Shale gas wildcatter will drill Down Under
Post Date: 11 Sep 2015 Viewed: 483
Shale gas wildcatter Aubrey McClendon is buying up large swaths of Australian land to explore for shale oil and gas months after Chevron and ConocoPhillips abandoned unsuccessful drilling projects there.
McClendon's 2-year-old company, American Energy Partners, has struck four separate deals to buy 55 million acres in the McArthur Basin in Australia's Northern Territory and is working to secure another 10 million acres there, according to an internal company memo obtained by the Houston Chronicle.
The combined acreage is roughly 1.5 times the size of Oklahoma, McClendon says in the memo, and about 10 times bigger than the productive portion of the Marcellus and Utica shale plays in Pennsylvania, West Virginia and Ohio. McClendon didn't disclose a price tag for the land in the memo.
"The Australian oil and gas community seems very excited about us bringing our world-class resource development capabilities to a country that is resource rich, but to date has not experienced successful large-scale unconventional oil and natural gas resource development," McClendon said.
The sellers include a private company and Australian oil and gas producers Armour Energy and Empire Energy Group.
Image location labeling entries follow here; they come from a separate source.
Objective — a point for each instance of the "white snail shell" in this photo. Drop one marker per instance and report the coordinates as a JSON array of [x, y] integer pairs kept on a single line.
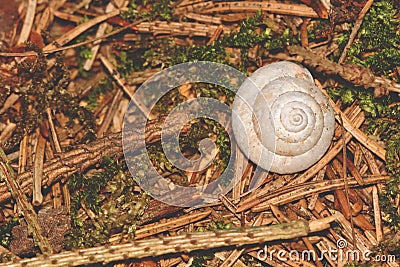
[[281, 120]]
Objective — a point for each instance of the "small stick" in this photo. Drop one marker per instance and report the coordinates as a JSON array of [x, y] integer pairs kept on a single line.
[[358, 121], [280, 216], [270, 6], [27, 210], [215, 35], [69, 36], [53, 131], [377, 213], [304, 32], [289, 194], [114, 73], [100, 32], [236, 253], [28, 22], [110, 113], [22, 154], [168, 225], [186, 242], [38, 170], [356, 27], [314, 197], [229, 205], [357, 133]]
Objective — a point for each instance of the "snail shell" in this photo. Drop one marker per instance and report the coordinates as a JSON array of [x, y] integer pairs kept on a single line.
[[281, 120]]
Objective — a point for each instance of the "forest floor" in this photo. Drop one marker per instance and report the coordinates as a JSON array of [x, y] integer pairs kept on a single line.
[[85, 178]]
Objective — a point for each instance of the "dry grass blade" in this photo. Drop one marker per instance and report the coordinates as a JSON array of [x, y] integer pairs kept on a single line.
[[38, 170], [69, 36], [28, 22], [7, 174], [173, 244]]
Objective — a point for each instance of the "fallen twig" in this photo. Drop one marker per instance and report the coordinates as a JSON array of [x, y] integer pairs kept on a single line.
[[28, 22], [358, 75], [176, 244], [7, 173]]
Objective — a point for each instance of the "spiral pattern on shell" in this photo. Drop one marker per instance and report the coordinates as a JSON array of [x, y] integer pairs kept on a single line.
[[289, 122]]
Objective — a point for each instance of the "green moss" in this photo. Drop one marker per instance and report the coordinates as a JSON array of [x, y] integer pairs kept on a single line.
[[39, 89], [110, 195], [379, 39], [251, 32], [148, 9], [5, 232]]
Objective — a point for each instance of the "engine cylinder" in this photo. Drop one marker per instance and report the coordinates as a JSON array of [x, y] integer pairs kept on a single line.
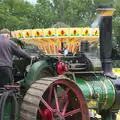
[[99, 89]]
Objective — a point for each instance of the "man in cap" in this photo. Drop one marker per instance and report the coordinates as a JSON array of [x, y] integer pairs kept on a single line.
[[7, 49]]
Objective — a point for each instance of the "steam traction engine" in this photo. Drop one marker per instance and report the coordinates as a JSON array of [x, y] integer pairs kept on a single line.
[[65, 87]]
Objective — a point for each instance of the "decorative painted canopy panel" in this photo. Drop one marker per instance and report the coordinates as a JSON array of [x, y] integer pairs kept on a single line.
[[49, 40], [57, 33]]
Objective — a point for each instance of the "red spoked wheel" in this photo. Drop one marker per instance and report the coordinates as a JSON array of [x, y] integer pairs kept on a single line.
[[61, 100]]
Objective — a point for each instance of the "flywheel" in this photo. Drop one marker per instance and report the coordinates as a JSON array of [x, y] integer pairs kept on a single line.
[[54, 98]]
The acreage spans five sub-plays within the McArthur - the Beetaloo, Carpentaria, Glyde, North McArthur and South Nicholson basins.
McClendon said he expects to close the deals later this year or in early 2016, and that the company probably will begin seismic imaging and drilling next year.
Several U.S. shale explorers including Harold Hamm, CEO of Continental Resources, and Scott Sheffield, CEO of Pioneer Natural Resources, have said they're not willing to venture overseas for untapped shale oil and gas because the best shale rock is rare and in most countries it's too expensive to drill.
McClendon, who was ousted as CEO of Chesapeake Energy Corp. in 2013 amid shareholder pressure, has spent hundreds of millions in the past two years building a second oil and gas empire by buying up land in West Texas and in Ohio's Utica Shale.
And last week, McClendon announced that American Energy has struck a deal with Mexico City's EIM Capital to drill into shale rock in Mexico.